Container use has exploded far beyond its initial niche of developers building cloud-native applications and microservices. Containers are now promoted as cloud-neutral platforms to run legacy enterprise applications and as facilitators of workload migrations between data centers and various cloud services.
While containers can be used for large, monolithic applications, that doesn't mean developers should ignore efficiency and blindly convert a legacy application and its bloated system environment into a single container image. Indeed, designers of containerized applications or packages should keep the timeless KISS principle top of mind.
In an era of 48-core servers with half a terabyte of memory and where anyone can launch similarly-sized Elastic Compute Cloud instances within minutes, it might seem like container size limits should be the last thing on the mind of DevOps staffers. It's critical, however, not to forget a key reason for using containers in the first place: the ability to rapidly deploy, scale and migrate workloads on container clusters. And, when it comes to deployment performance, size makes a difference.
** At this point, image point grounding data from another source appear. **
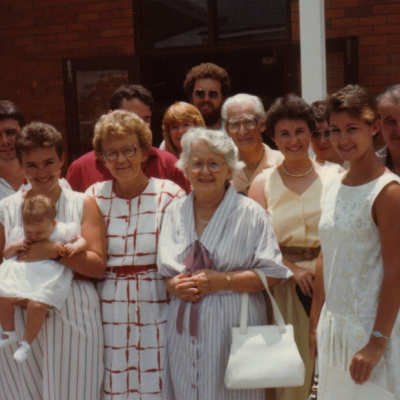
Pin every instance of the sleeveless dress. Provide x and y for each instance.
(133, 295)
(295, 220)
(46, 281)
(67, 355)
(353, 273)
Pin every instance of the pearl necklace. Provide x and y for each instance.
(299, 175)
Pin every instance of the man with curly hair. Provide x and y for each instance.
(207, 86)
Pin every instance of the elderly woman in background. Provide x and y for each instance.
(177, 120)
(291, 194)
(210, 242)
(133, 295)
(67, 356)
(320, 137)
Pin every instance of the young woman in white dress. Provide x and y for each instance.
(359, 325)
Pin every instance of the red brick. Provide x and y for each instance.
(78, 26)
(99, 6)
(359, 31)
(56, 29)
(394, 39)
(373, 20)
(344, 3)
(79, 44)
(88, 17)
(386, 29)
(373, 40)
(345, 22)
(365, 50)
(373, 60)
(334, 13)
(120, 4)
(394, 18)
(111, 33)
(67, 37)
(387, 49)
(387, 9)
(387, 69)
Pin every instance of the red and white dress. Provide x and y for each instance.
(133, 295)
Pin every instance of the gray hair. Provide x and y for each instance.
(240, 99)
(217, 141)
(392, 93)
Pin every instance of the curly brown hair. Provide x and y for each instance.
(204, 71)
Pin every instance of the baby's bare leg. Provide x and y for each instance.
(7, 311)
(36, 313)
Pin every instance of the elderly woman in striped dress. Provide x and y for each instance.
(210, 242)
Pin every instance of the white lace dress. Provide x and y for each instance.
(353, 273)
(46, 281)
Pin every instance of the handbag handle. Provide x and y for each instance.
(245, 306)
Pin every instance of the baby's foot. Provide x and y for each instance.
(23, 352)
(7, 338)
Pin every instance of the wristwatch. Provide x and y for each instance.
(228, 278)
(379, 335)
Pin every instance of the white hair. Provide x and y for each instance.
(240, 99)
(217, 141)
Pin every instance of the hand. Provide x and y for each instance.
(365, 360)
(38, 251)
(184, 287)
(304, 277)
(209, 281)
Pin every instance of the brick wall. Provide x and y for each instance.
(34, 37)
(376, 23)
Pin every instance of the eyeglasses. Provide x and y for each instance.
(127, 151)
(317, 135)
(248, 123)
(201, 94)
(212, 166)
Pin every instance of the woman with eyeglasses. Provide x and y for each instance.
(178, 119)
(320, 138)
(133, 295)
(210, 245)
(291, 194)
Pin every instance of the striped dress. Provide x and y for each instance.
(67, 356)
(239, 236)
(133, 295)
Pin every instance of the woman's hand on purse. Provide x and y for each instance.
(366, 359)
(184, 287)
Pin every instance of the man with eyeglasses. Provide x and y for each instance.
(88, 169)
(244, 118)
(320, 138)
(206, 86)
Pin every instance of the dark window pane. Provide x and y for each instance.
(250, 21)
(173, 23)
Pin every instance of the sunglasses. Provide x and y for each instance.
(201, 94)
(317, 135)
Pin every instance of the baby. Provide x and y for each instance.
(40, 284)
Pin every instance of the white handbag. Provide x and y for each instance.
(263, 356)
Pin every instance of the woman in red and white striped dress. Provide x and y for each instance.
(67, 356)
(133, 295)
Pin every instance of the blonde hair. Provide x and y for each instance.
(179, 112)
(38, 208)
(120, 123)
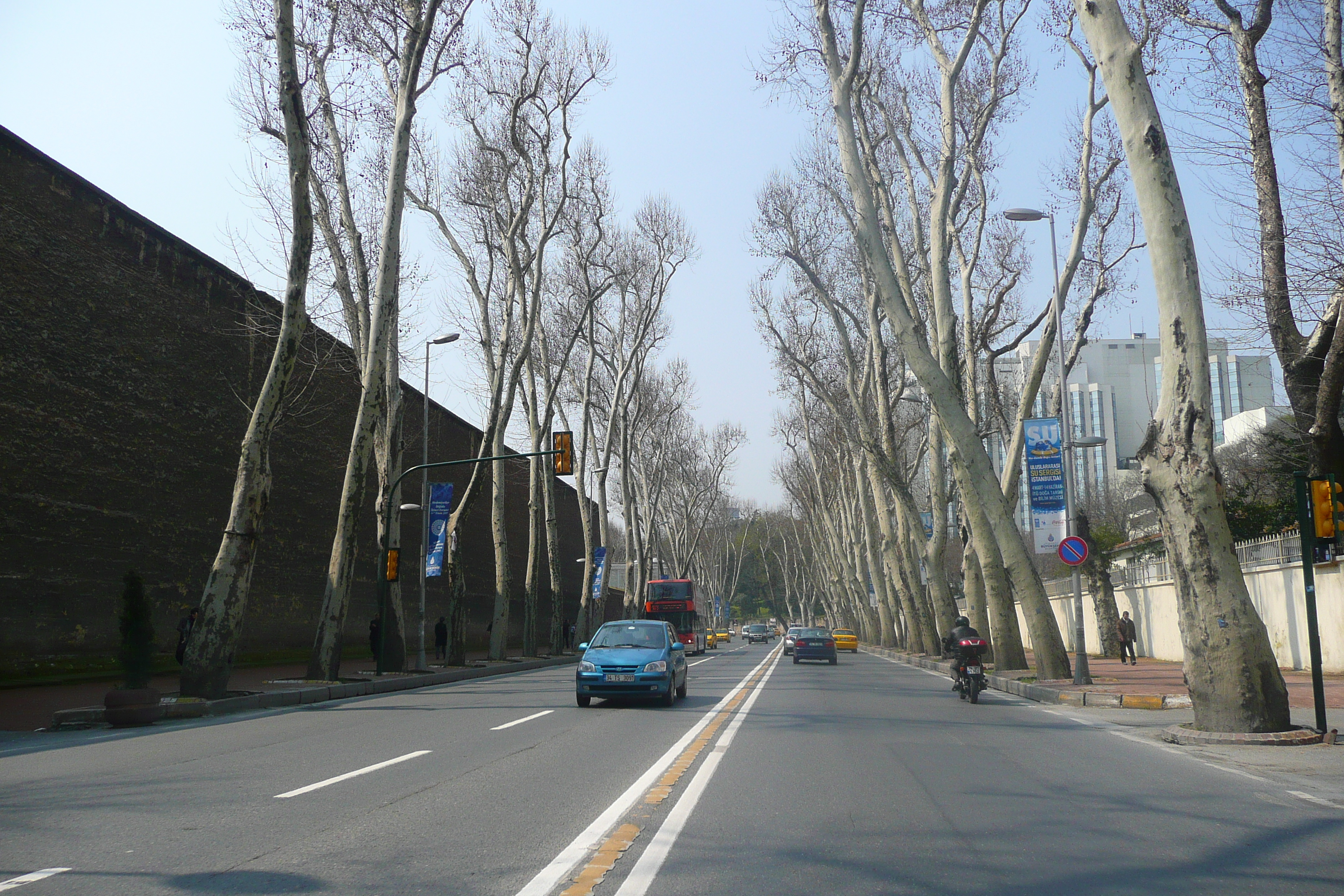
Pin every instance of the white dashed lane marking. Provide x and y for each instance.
(351, 774)
(27, 879)
(518, 722)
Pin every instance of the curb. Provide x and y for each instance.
(1189, 737)
(195, 708)
(1041, 694)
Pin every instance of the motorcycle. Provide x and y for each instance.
(968, 668)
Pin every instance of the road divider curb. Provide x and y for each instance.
(191, 708)
(1042, 694)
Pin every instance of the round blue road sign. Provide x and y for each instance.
(1073, 550)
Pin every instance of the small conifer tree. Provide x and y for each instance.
(137, 633)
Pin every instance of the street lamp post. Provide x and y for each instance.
(441, 340)
(1081, 672)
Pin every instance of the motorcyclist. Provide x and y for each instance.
(962, 629)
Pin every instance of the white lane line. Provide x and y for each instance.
(27, 879)
(518, 722)
(1315, 800)
(351, 774)
(1236, 771)
(651, 862)
(546, 879)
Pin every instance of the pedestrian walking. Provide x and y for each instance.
(185, 628)
(441, 640)
(1125, 629)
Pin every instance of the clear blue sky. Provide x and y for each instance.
(135, 97)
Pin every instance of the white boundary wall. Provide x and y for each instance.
(1276, 591)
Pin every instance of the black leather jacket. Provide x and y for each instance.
(949, 644)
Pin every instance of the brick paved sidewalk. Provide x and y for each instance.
(1163, 677)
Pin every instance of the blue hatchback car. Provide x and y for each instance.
(632, 659)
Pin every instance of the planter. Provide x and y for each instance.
(125, 708)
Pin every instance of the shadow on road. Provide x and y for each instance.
(248, 882)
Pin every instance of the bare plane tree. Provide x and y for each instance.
(206, 665)
(1230, 667)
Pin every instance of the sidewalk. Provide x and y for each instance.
(1163, 677)
(33, 708)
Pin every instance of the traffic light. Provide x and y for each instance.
(564, 443)
(1326, 506)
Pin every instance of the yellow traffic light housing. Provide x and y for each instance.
(1324, 507)
(564, 443)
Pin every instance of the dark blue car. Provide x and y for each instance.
(632, 659)
(815, 644)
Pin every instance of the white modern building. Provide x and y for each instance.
(1113, 393)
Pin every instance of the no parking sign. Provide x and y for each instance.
(1073, 551)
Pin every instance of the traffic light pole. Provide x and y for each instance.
(389, 568)
(1307, 527)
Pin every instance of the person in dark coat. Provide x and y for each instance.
(441, 639)
(185, 628)
(1125, 629)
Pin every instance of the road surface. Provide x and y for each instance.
(869, 777)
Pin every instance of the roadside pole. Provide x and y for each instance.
(1307, 527)
(390, 558)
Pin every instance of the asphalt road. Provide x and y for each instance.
(867, 777)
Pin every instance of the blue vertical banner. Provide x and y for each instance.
(598, 573)
(440, 503)
(1046, 483)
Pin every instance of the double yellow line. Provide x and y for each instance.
(623, 839)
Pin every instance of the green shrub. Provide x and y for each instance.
(137, 633)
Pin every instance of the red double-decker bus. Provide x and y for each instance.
(674, 601)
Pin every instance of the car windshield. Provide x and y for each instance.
(631, 636)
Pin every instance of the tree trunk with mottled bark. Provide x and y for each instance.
(214, 640)
(1230, 668)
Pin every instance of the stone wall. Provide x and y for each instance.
(1276, 591)
(128, 363)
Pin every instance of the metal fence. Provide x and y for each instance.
(1153, 568)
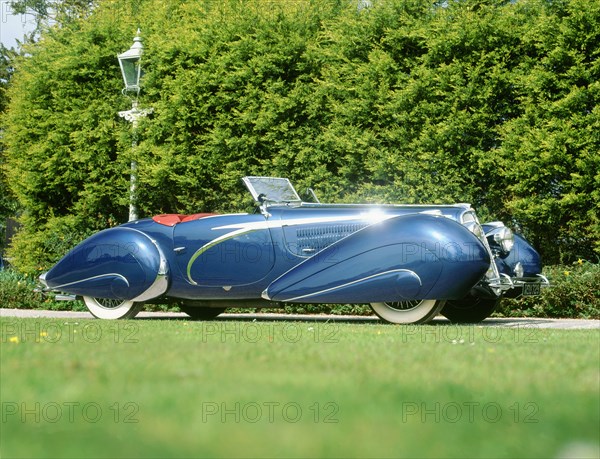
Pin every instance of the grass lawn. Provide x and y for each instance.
(176, 388)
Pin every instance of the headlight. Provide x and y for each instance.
(505, 238)
(518, 269)
(501, 237)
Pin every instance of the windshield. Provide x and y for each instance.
(271, 189)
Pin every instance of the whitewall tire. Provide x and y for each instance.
(104, 308)
(408, 312)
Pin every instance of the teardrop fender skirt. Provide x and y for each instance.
(117, 263)
(407, 257)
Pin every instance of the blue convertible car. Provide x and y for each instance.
(410, 262)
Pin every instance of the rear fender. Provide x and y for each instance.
(413, 256)
(118, 263)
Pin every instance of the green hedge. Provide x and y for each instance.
(575, 293)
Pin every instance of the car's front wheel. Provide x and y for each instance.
(408, 312)
(105, 308)
(470, 310)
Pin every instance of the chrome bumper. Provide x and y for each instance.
(530, 286)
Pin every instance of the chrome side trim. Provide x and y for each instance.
(58, 287)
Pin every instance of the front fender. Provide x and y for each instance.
(118, 263)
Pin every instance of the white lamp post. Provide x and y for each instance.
(132, 70)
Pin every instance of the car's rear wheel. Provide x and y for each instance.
(470, 310)
(105, 308)
(201, 313)
(408, 312)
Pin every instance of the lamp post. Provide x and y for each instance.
(131, 69)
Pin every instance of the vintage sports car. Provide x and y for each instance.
(410, 262)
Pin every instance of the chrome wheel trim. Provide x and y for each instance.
(408, 312)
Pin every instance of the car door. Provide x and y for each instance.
(224, 251)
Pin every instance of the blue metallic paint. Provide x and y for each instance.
(307, 253)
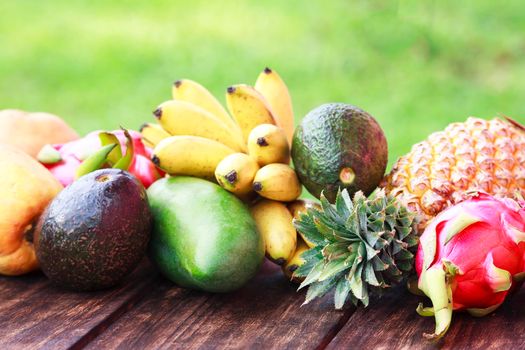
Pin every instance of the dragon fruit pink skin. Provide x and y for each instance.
(73, 153)
(470, 257)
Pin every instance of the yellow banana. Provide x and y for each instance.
(236, 172)
(274, 223)
(190, 155)
(278, 182)
(267, 144)
(152, 134)
(191, 91)
(248, 107)
(273, 88)
(295, 262)
(301, 206)
(185, 118)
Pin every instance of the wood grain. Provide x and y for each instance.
(36, 315)
(392, 323)
(266, 314)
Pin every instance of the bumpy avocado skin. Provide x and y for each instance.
(203, 237)
(335, 136)
(95, 232)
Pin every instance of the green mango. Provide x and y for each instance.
(203, 236)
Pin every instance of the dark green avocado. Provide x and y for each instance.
(339, 146)
(95, 231)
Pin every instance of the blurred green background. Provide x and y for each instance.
(414, 65)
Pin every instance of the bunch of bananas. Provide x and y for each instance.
(248, 153)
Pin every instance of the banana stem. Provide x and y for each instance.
(434, 284)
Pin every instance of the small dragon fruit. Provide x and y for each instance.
(471, 257)
(64, 160)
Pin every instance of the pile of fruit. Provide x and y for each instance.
(208, 192)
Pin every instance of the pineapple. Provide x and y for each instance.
(477, 155)
(362, 245)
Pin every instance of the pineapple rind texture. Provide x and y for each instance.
(477, 155)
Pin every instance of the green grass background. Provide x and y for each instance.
(414, 65)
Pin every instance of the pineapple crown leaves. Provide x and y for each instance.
(362, 245)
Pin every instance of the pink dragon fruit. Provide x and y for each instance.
(64, 160)
(471, 257)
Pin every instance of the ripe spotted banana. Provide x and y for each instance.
(301, 206)
(185, 118)
(190, 155)
(152, 134)
(278, 182)
(191, 91)
(273, 88)
(236, 172)
(267, 144)
(274, 222)
(248, 107)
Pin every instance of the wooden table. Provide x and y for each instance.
(147, 312)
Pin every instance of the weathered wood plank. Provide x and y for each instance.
(34, 314)
(392, 323)
(266, 314)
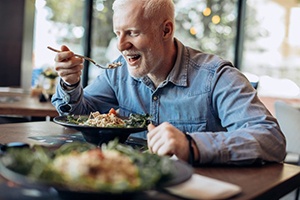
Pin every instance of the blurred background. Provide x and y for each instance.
(261, 37)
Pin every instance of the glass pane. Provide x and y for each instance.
(206, 25)
(104, 47)
(272, 44)
(57, 22)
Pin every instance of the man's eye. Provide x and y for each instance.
(134, 34)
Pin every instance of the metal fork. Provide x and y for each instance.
(109, 66)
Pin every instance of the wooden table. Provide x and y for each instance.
(21, 104)
(271, 181)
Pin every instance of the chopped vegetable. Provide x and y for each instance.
(111, 120)
(84, 167)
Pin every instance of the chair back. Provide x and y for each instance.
(288, 118)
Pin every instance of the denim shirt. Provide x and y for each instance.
(203, 95)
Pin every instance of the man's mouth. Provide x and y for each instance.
(133, 58)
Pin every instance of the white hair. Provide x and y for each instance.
(153, 9)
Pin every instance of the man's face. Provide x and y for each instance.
(140, 44)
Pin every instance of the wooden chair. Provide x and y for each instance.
(288, 118)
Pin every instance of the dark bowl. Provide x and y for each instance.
(99, 135)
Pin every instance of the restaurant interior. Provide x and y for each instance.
(260, 37)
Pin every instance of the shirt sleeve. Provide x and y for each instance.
(253, 134)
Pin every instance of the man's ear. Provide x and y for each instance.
(168, 29)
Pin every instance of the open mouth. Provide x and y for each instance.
(133, 58)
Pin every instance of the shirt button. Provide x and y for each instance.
(66, 98)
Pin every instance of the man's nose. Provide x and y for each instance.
(123, 43)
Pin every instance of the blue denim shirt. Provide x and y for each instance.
(203, 95)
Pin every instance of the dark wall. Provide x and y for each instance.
(11, 35)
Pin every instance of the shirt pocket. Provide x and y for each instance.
(190, 126)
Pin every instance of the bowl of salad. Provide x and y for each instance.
(99, 128)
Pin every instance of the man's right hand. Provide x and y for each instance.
(68, 66)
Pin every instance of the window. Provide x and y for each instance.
(272, 44)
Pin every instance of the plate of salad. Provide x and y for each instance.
(99, 128)
(85, 170)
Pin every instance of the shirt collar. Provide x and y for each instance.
(178, 74)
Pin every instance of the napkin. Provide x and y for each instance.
(202, 187)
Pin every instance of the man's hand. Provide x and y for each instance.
(68, 66)
(166, 139)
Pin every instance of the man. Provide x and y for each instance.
(204, 110)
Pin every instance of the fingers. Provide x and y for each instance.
(160, 139)
(67, 66)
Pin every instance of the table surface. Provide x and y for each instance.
(271, 181)
(21, 104)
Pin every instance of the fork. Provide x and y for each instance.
(109, 66)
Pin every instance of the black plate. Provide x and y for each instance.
(99, 135)
(180, 174)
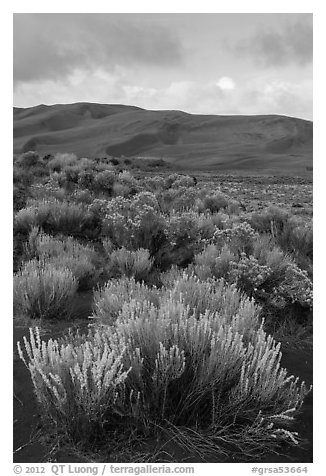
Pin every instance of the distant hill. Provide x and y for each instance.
(256, 144)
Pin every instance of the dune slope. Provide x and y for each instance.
(267, 144)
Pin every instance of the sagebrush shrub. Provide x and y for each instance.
(137, 264)
(134, 223)
(64, 253)
(54, 216)
(109, 300)
(214, 203)
(42, 291)
(239, 238)
(76, 385)
(161, 366)
(60, 160)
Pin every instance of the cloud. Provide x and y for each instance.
(225, 83)
(291, 44)
(53, 46)
(259, 95)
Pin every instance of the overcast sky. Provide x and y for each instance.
(199, 63)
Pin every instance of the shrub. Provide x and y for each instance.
(42, 291)
(103, 181)
(268, 275)
(86, 179)
(109, 300)
(214, 203)
(214, 262)
(239, 238)
(76, 385)
(137, 264)
(134, 223)
(64, 253)
(54, 216)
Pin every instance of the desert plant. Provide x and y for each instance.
(64, 253)
(109, 299)
(42, 291)
(214, 203)
(54, 216)
(76, 385)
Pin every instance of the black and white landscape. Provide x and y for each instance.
(163, 243)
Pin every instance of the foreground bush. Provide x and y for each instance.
(42, 291)
(162, 367)
(109, 300)
(54, 216)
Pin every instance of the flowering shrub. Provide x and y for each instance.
(134, 223)
(54, 215)
(104, 181)
(161, 366)
(269, 276)
(239, 238)
(248, 274)
(214, 262)
(76, 385)
(154, 184)
(109, 300)
(64, 253)
(182, 229)
(42, 291)
(214, 203)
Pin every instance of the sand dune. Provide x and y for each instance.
(271, 143)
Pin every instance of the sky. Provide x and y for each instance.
(206, 63)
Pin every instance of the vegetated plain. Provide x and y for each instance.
(189, 302)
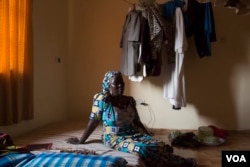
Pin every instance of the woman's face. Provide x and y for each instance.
(116, 85)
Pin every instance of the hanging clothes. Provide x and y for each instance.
(201, 17)
(142, 39)
(174, 85)
(130, 43)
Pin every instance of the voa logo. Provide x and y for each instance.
(236, 158)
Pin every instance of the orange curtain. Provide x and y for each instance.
(16, 78)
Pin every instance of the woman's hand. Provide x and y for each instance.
(73, 140)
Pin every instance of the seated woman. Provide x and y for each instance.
(122, 128)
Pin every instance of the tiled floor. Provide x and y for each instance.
(210, 156)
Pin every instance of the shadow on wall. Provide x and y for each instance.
(208, 79)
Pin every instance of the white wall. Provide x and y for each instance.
(86, 35)
(217, 87)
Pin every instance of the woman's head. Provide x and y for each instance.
(113, 83)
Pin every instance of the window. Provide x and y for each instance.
(16, 78)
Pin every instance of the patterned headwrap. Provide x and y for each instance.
(106, 79)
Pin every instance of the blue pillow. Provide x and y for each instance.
(13, 159)
(75, 160)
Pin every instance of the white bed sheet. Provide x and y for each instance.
(56, 134)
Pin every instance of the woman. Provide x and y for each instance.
(122, 128)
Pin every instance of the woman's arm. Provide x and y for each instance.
(92, 124)
(139, 124)
(90, 128)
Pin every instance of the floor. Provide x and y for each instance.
(210, 156)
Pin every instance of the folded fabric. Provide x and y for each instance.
(187, 139)
(74, 160)
(12, 159)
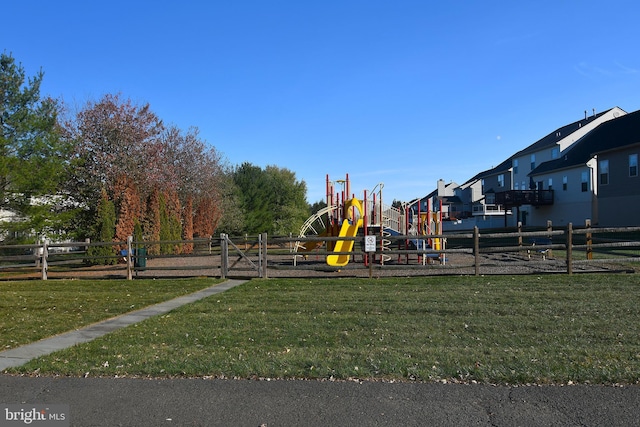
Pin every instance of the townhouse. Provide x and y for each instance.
(586, 170)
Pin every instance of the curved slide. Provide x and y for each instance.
(346, 230)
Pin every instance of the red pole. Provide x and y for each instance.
(365, 227)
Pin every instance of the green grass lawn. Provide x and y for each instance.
(31, 310)
(499, 329)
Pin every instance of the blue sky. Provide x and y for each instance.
(402, 93)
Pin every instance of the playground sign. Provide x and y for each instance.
(369, 243)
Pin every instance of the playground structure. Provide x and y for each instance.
(346, 216)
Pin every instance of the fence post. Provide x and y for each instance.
(129, 257)
(589, 237)
(45, 254)
(569, 248)
(263, 256)
(224, 256)
(476, 249)
(520, 233)
(549, 236)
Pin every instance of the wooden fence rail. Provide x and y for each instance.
(475, 253)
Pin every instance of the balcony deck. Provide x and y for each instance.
(525, 197)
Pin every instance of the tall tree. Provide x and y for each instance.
(103, 231)
(272, 200)
(33, 156)
(113, 138)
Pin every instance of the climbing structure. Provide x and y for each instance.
(347, 216)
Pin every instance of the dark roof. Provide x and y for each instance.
(558, 134)
(502, 167)
(612, 134)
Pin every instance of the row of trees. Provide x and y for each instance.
(114, 169)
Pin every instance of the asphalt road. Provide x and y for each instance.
(214, 402)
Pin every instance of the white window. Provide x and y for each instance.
(584, 181)
(633, 165)
(604, 172)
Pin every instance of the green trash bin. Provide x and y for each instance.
(140, 258)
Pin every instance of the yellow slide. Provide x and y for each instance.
(347, 230)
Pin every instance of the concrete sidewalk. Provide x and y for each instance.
(21, 355)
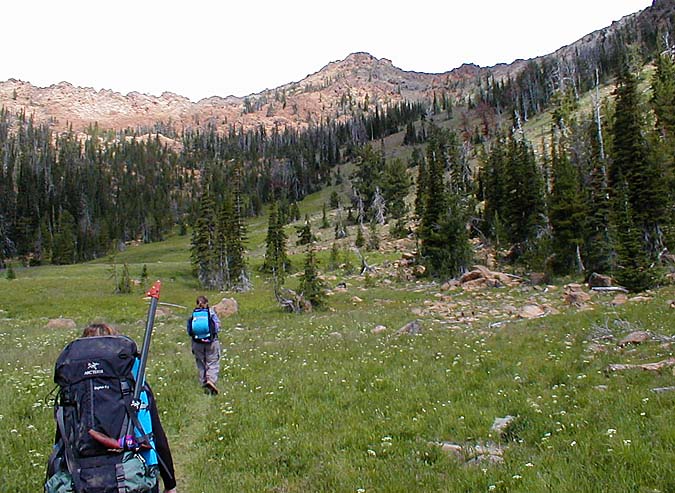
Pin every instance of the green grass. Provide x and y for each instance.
(316, 402)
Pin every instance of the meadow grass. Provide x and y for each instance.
(316, 402)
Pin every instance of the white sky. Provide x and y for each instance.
(200, 48)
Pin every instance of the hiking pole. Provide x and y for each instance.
(153, 293)
(129, 440)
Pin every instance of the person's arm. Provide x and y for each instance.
(162, 447)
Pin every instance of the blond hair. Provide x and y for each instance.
(101, 329)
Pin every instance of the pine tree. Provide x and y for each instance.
(203, 245)
(422, 182)
(373, 237)
(395, 187)
(305, 236)
(566, 213)
(64, 249)
(632, 166)
(367, 174)
(443, 235)
(598, 241)
(144, 277)
(334, 258)
(360, 240)
(124, 283)
(276, 260)
(634, 271)
(524, 209)
(312, 286)
(324, 218)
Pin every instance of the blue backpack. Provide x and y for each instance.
(202, 327)
(96, 378)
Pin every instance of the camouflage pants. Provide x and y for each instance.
(207, 357)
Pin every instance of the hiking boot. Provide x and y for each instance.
(211, 387)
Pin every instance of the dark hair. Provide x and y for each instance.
(202, 302)
(101, 329)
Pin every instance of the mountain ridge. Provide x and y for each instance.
(331, 93)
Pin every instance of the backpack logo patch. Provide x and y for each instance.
(93, 368)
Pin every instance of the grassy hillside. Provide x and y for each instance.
(317, 402)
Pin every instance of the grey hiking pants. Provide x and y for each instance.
(207, 357)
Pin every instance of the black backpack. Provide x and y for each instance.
(97, 451)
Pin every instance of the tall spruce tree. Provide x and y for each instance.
(236, 236)
(203, 244)
(566, 212)
(276, 259)
(445, 248)
(631, 165)
(395, 187)
(312, 287)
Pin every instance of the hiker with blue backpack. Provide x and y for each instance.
(107, 441)
(203, 327)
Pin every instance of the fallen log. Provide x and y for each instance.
(661, 390)
(647, 366)
(609, 289)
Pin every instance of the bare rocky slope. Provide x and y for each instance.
(328, 93)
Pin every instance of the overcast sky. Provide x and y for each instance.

General principles of container design dictate sizing considerations
While containerization is new enough that design standards continue to evolve, Red Hat has developed a comprehensive set of principles. Many of the directives in Red Hat's principles whitepaper deal with how to operate in the unique environment of a Kubernetes-managed container cluster in which containers can't rely on a consistent hardware environment from one invocation to the next; instead, they need to be able to be stopped, moved and restarted in short order.
Other Red Hat principles relevant to container scope and size include the following:
- Single-concern principle. This derives from a single responsibility guideline for object-oriented software. It promotes reuse and replaceability. At the same time, it improves source code change management and debugging. The overarching rule is that each container should have one -- and only one -- reason to change something that's impossible to abide by when multiple functions with various dependencies are united into a single container. As Red Hat puts it, "Every container should address a single concern and do it well." When developers adhere to the single-concern principle, containers will be smaller, easier to manage, faster to deploy and less complicated to update.
- Self-containment principle. This arises from a fundamental property of containers. It requires that a container bundle all the custom code, application libraries and language runtimes it needs, and that it rely on only the system kernel. Superficially, the self-containment principle seems to encourage larger containers by adhering to the single-concern principle. KISS developers can resist building bloated containers when they eliminate application and language libraries that aren't required. Holding containers to a single concern and bundling the bare minimum of code and libraries results in a smaller, more efficient container image. Small, focused containers mean decomposing all but the most trivial applications into multiple independent containers. For example, web server, database and user interface applications would no longer need to be deployed together. With a composite of smaller images, the orchestration system can be more flexible in how it schedules and scales those components in need of more resources.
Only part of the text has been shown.